1 in 3 people in their lifetime will suffer with back pain. There is no doubt it’s pretty common.
Back pain is rarely a sign of serious pathology (a posh way of saying something that can kill you) but that doesn’t mean that it isn’t severely impactful upon people’s lives when it does start.
Pain it’s self is a warning sign, like a light flashing on the dashboard in your car. Much like the car dashboard light it is rarely an accurate portrayal of the location of the problem of the severity of it.
That being said here are a few tips that can help stave off low back pain before it gets too debilitating.

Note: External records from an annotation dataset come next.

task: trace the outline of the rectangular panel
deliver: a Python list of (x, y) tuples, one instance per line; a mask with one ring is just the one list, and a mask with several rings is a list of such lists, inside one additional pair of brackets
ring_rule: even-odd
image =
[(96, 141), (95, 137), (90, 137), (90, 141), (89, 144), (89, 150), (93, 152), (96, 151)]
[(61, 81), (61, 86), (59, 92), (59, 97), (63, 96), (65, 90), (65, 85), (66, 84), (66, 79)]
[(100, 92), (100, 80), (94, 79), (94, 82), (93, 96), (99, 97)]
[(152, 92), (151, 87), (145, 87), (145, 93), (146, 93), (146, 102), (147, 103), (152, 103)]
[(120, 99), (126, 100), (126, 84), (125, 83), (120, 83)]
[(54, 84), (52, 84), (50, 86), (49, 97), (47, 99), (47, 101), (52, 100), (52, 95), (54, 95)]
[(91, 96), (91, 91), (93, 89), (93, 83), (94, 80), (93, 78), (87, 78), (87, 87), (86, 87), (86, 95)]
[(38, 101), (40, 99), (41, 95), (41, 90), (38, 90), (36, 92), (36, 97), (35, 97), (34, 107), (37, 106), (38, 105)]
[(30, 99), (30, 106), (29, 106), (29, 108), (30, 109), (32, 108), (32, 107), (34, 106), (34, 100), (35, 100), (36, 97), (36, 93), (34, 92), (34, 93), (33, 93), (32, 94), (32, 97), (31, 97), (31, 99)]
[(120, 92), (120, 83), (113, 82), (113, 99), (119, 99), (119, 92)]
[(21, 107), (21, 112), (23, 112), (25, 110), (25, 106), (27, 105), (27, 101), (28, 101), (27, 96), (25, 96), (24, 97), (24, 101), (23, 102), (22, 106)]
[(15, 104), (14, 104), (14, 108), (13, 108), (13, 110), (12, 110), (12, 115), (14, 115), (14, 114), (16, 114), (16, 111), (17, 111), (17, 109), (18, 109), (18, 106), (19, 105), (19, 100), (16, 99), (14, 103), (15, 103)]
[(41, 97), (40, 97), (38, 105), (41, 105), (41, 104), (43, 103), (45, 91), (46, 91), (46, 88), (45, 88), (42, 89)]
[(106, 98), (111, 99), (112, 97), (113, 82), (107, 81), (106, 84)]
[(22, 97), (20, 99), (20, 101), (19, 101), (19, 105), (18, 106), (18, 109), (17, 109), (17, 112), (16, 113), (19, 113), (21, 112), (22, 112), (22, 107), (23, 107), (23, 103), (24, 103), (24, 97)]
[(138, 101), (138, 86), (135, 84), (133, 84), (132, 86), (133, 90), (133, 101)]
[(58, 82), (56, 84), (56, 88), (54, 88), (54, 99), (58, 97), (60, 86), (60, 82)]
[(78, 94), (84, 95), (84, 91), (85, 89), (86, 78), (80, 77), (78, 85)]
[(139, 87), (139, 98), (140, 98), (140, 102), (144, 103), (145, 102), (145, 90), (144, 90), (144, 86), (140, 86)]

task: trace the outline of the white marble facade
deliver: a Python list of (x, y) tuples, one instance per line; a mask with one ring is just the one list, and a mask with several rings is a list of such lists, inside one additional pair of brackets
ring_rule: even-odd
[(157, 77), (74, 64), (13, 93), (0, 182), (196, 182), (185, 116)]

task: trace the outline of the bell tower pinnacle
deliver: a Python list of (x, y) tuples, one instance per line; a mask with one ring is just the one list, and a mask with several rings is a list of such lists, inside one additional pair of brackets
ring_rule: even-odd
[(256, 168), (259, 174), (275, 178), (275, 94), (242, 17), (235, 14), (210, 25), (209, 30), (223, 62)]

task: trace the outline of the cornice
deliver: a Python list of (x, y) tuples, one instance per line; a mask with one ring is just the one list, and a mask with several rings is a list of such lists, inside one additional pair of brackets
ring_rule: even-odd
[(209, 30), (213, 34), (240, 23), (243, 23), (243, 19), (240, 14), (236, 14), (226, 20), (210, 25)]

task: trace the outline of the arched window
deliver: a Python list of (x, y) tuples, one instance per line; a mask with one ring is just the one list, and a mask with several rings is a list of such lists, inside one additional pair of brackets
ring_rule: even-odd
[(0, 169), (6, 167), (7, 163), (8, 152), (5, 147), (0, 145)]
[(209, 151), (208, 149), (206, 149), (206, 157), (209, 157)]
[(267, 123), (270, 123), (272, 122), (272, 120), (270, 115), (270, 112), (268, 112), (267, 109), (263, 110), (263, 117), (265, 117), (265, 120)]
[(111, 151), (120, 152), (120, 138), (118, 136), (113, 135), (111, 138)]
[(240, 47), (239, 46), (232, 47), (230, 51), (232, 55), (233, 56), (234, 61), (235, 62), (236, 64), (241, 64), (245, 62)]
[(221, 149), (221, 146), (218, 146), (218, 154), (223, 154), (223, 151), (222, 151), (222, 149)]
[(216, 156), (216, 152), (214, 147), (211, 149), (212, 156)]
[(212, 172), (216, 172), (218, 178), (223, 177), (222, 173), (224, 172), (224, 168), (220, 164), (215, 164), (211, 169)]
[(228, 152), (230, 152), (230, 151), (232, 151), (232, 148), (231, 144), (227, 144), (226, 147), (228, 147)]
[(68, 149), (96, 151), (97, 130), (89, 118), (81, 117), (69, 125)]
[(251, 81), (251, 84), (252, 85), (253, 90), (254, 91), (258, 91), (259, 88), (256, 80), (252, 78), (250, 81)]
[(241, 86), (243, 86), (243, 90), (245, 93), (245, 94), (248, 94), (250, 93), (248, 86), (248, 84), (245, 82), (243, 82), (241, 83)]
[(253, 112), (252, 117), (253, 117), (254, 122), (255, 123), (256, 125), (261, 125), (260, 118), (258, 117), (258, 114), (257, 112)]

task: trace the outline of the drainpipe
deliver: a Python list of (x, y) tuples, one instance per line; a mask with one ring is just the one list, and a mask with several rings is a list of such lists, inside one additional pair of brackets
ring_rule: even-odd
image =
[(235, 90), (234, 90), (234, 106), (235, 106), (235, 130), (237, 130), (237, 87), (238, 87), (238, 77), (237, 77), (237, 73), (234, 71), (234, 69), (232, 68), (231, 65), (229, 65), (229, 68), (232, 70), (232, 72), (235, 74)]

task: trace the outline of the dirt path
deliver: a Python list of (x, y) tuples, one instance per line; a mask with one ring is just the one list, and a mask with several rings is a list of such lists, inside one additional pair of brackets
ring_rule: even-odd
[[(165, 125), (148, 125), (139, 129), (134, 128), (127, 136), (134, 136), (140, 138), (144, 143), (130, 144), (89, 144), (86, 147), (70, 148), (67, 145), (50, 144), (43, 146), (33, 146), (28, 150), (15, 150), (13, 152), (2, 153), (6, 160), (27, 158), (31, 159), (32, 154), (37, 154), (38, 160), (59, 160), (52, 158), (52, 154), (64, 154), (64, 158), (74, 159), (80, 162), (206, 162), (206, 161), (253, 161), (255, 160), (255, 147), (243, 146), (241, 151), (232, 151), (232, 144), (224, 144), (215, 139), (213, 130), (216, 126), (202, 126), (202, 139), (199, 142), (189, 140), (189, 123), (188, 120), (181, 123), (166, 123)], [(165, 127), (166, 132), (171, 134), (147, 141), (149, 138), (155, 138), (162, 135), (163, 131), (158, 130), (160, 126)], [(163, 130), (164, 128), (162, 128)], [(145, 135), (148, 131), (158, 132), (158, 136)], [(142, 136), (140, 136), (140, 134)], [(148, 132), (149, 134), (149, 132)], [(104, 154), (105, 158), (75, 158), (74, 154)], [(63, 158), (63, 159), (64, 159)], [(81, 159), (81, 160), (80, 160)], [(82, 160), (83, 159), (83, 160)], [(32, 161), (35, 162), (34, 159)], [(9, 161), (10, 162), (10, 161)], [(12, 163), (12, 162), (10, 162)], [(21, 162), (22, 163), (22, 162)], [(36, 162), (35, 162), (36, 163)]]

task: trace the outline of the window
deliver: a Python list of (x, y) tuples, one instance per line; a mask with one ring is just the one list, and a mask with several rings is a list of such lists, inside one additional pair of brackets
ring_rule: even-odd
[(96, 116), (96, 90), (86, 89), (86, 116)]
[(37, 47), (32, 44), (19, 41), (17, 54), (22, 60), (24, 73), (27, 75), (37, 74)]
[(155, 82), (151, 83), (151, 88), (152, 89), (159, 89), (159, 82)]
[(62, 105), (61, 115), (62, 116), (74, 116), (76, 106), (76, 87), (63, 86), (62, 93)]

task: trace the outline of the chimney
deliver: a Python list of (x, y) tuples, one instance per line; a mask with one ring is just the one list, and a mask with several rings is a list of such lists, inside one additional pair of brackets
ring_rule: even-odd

- Get low: our brains feel safer closer to the floor, so if your back feels stiff or sensitive doing stretches or movements on the floor will allow them to take better effect.
- Blow up balloons: your diaphragm is a big muscle across your abdomen that helps you breathe and forms a large part of your core muscles. Prolonged sitting, poor posture and high-stress situations can ‘switch off’ breathing with the diaphragm and cause stress-inducing chest breathing. Try to blow up a balloon while crouched forward, if you can’t you need to get your breathing checked.
- Practice the things you fear most: if you have injured yourself falling or have lots of problems picking up heavy things you need to find a safe way to start practising them at a level that is low enough to allow you to think but not trigger an episode.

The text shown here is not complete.